Todo lo demás ha sido un sablazo tras otro, una sucesión de bocados a nuestros bolsillos que, para más recochineo, han pretendido negarnos a la cara mediante esa engañifa llamada IPC. Aunque vayamos perdiendo neuronas, aún recordamos lo que nos costaba un café hace una década y, como manejamos las cuatro reglas básicas, sabemos que era menos de la mitad de lo que nos cuesta ahora. Hacer la misma comparación con el pan, la gasolina, una entrada de cine o unos zapatos puede sumirnos en una melancolía que se transformará en depresión profunda al comprobar que los sueldos no han escalado ni de coña al mismo ritmo.

Lo tremendo es que cualquiera podría haber previsto el desenlace. No hacía falta tener media docena de másters en economía para intuir que, por muy bonita que fuera la idea, era una barbaridad forzar a utilizar la misma moneda en doce estados (ahora son 17) con niveles de vida brutalmente diferentes. Todas las voces que se alzaron para alertar de ello fueron acalladas con el socorrido argumento de que en estas cuestiones sólo deben opinar los que saben del asunto. Es gracioso que buena parte de esos que tanto sabían ahora están estudiando cómo narices dar marcha atrás.

Productividad y otras malas hierbas

Mejor que nos vayamos aplicando el chiste del monaguillo insistente. Los deseos de la señorita Rotenmeyer, también conocida como Angela Merkel, son órdenes. Si la canciller de plomo dice que las subidas salariales deben bailar al ritmo de la productividad, así será más temprano que tarde. Quitando al cachondo de la patronal madrileña que dijo que la tal productividad era cosa muy germana y nada hispana, le están saliendo apóstoles como setas a la doctrina neofordista. Algunos, incluso, con pedigrí rojizo, como la consejera de trabajo de la CAV, Gemma Zabaleta.
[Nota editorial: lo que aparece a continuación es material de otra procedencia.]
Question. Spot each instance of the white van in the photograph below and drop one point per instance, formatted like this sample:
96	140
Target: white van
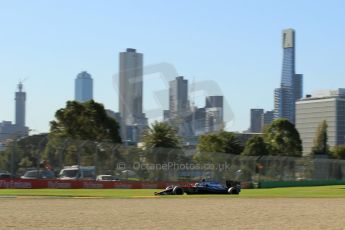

Bastará un par de noches de nicotina, cafeína y trueque de favores en Moncloa para que también a Cándido Méndez y Fernández Toxo la fórmula les parezca un mal menor. Sapos más gordos se han tragado.

Conste que a mi tampoco se me antoja un contradiós. Ni siquiera un contramarx. Si supieran venderlo mejor, en lugar de la palabra “productividad”, que evoca la cadena de montaje de “Tiempos modernos”, deberían hablar de beneficios. ¿Están dispuestos a vincular los sueldos a los beneficios? Ahí está el truco: solamente en tiempos de vacas flacas, es decir, cuando no los hay. En cuanto vuelvan los números verdes bien cebados, ya no les resultará tan atractiva la idea. Se trata de repartir la miseria, no la abundancia. En tiempos de bonanza resulta más rentable la receta hasta ahora en vigor, o sea, la vinculación con el IPC.

Capacidad adquisitiva

Sobre este método, siempre me he preguntado qué les hace suponer a los sindicatos que es el más razonable. De entre los timos de la estampita que tragamos sin rechistar, pocos son tan escandalosos como el santificado Índice de Precios al Consumo. Es todo un prodigio que lo que nuestro bolsillo nos demuestra dolorosamente que se ha puesto por las nubes, a la hora de convertirlo en los dígitos oficiales que nos ofrecen cada mes se haya quedado en una minucia. Se me caen las lágrimas cuando en enero le llega a mi ama una paga extra (qué rostro, llamarla así) de cuatro euros y veinticinco céntimos por la desviación del IPC de marras. Y con un par te dicen que con eso queda empatada la economía doméstica o, según el eufemismo al uso, que se compensa la pérdida de capacidad adquisitiva.

Será cuestión de ver si palmamos o no -y cuánto- fiando los hipotéticos incrementos de nuestro jornal a la dichosa productividad. ¿Cómo la medirán, por cierto? En el ejemplo clásico, la fábrica de tornillos, no parece complicado. Pero, ¿y en una empresa de pompas fúnebres, por ejemplo? Creo que prefiero no saberlo.